It is going to take a sense of commitment and a sense of responsibility to do what needs to be done to modernize Indiana’s approach to water as a a critical economic, quality of life, and public health resource. That commitment must be expressed both in action and in funding. There is no more important nor vital resource than water, and Indiana has not been making the investment needed, nor even the investment that nearby states are making in their waters.
Making specific recommendations about a funding source for the needed investments is beyond the scope of this Report. But we can do two things. First, we can urge policy makers—despite the ever-present pressures of each legislative day—to invest in the state’s future: to stop thinking about chipping in a few hundred thousand dollars here or there, and start thinking seriously about the millions of dollars per year that the job requires. (Our best information is that Minnesota, Georgia, North Carolina, and Virginia, among many others, are each devoting more than $10 million per year to water management.)

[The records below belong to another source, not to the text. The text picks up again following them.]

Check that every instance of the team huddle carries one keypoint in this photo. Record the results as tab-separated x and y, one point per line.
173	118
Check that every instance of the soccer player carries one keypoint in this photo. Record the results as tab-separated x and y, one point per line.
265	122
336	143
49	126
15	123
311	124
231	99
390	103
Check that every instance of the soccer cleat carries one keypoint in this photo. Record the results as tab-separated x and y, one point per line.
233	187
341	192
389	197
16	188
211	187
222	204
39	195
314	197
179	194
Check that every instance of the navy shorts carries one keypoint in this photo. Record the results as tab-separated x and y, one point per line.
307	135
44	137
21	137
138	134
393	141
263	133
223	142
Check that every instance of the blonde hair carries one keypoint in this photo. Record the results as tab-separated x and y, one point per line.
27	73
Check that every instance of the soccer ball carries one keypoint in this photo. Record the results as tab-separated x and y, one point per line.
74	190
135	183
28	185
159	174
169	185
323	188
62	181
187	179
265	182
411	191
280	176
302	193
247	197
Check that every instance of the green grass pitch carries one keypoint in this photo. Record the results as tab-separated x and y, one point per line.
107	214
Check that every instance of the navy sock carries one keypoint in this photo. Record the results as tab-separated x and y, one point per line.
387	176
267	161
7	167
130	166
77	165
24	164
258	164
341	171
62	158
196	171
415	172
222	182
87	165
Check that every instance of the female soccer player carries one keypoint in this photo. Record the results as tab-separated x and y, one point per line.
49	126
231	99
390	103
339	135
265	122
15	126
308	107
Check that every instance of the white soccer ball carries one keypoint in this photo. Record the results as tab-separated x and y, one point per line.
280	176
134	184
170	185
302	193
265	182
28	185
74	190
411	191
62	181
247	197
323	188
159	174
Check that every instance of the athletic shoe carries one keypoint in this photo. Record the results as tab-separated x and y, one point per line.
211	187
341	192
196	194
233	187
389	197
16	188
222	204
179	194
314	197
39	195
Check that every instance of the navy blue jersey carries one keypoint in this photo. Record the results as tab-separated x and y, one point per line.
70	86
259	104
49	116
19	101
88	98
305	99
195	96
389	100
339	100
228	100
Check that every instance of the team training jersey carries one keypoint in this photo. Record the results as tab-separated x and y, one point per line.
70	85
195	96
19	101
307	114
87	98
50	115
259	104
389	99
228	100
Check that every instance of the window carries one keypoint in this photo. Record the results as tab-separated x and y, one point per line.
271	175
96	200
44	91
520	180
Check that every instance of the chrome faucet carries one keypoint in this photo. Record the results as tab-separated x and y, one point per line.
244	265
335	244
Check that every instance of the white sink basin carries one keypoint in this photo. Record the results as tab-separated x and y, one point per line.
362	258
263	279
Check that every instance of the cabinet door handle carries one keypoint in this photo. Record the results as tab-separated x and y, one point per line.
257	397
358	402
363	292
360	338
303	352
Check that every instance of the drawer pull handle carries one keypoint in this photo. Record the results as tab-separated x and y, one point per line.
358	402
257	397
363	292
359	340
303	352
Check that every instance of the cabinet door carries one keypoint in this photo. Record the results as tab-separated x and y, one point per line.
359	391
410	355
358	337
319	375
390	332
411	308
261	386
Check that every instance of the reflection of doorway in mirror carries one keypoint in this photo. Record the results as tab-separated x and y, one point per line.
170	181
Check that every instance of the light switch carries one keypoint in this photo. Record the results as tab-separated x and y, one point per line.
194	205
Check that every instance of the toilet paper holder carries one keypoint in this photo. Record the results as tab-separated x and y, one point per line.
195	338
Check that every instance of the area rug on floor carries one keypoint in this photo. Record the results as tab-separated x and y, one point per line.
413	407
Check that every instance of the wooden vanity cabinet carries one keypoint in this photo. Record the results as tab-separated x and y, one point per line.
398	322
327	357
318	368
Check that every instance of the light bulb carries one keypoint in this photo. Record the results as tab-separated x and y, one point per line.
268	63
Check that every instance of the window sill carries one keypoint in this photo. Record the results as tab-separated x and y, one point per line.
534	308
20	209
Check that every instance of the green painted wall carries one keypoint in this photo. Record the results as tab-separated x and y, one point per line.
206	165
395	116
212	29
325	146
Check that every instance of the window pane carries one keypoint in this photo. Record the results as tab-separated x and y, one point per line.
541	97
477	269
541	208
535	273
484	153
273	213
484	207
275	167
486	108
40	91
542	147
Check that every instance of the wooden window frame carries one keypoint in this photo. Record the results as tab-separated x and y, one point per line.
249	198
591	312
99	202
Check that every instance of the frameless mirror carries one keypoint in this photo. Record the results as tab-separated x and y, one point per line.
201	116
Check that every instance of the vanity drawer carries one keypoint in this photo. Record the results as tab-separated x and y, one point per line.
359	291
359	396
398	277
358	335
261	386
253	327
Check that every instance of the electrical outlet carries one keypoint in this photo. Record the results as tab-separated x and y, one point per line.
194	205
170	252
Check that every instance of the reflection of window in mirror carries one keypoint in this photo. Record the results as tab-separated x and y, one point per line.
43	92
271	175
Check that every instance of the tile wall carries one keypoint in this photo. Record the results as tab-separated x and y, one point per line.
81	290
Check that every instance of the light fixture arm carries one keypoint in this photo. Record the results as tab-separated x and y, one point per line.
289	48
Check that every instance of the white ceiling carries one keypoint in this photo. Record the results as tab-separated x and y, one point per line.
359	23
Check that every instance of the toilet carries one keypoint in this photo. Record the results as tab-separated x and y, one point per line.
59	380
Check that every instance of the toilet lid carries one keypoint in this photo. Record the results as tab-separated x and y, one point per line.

Second, without specifically recommending any of these funding sources, we can emphasize that identifying the needed funding is not impossible by taking note of funding sources employed in other cities and states, and adding a couple of ideas unique to the cost or lack thereof of water used in our own state:
- Chicago employs a five-cent tax on bottles of water to fund its water management program.
- The state of Maine has added five cents to its gasoline tax for source water protection.
- Cook County, Illinois, Philadelphia, San Francisco, and Albany, New York impose a penny-per-fluid-ounce tax on sugary soda drinks.
- The Indiana legislature could impose a fee as low as $0.005/thousand gallon charge for metered water to provide for the management of natural and built infrastructure used to deliver that water.
- Finally, Indiana could apply to all water users the kind of payment made by Hoosiers who rely on U.S. Army Corps of Engineers-built reservoirs for their water. Many Indiana residents already pay a general charge of a fraction of a cent per metered gallon for their water. Expanding that charge of all users of the waters of the state [exempting private wells, while examining the possibility of including wells required to register under Indiana law] would adequately fund the data, research, forecasts, planning and some of the investment needed to accomplish the goals of this Report.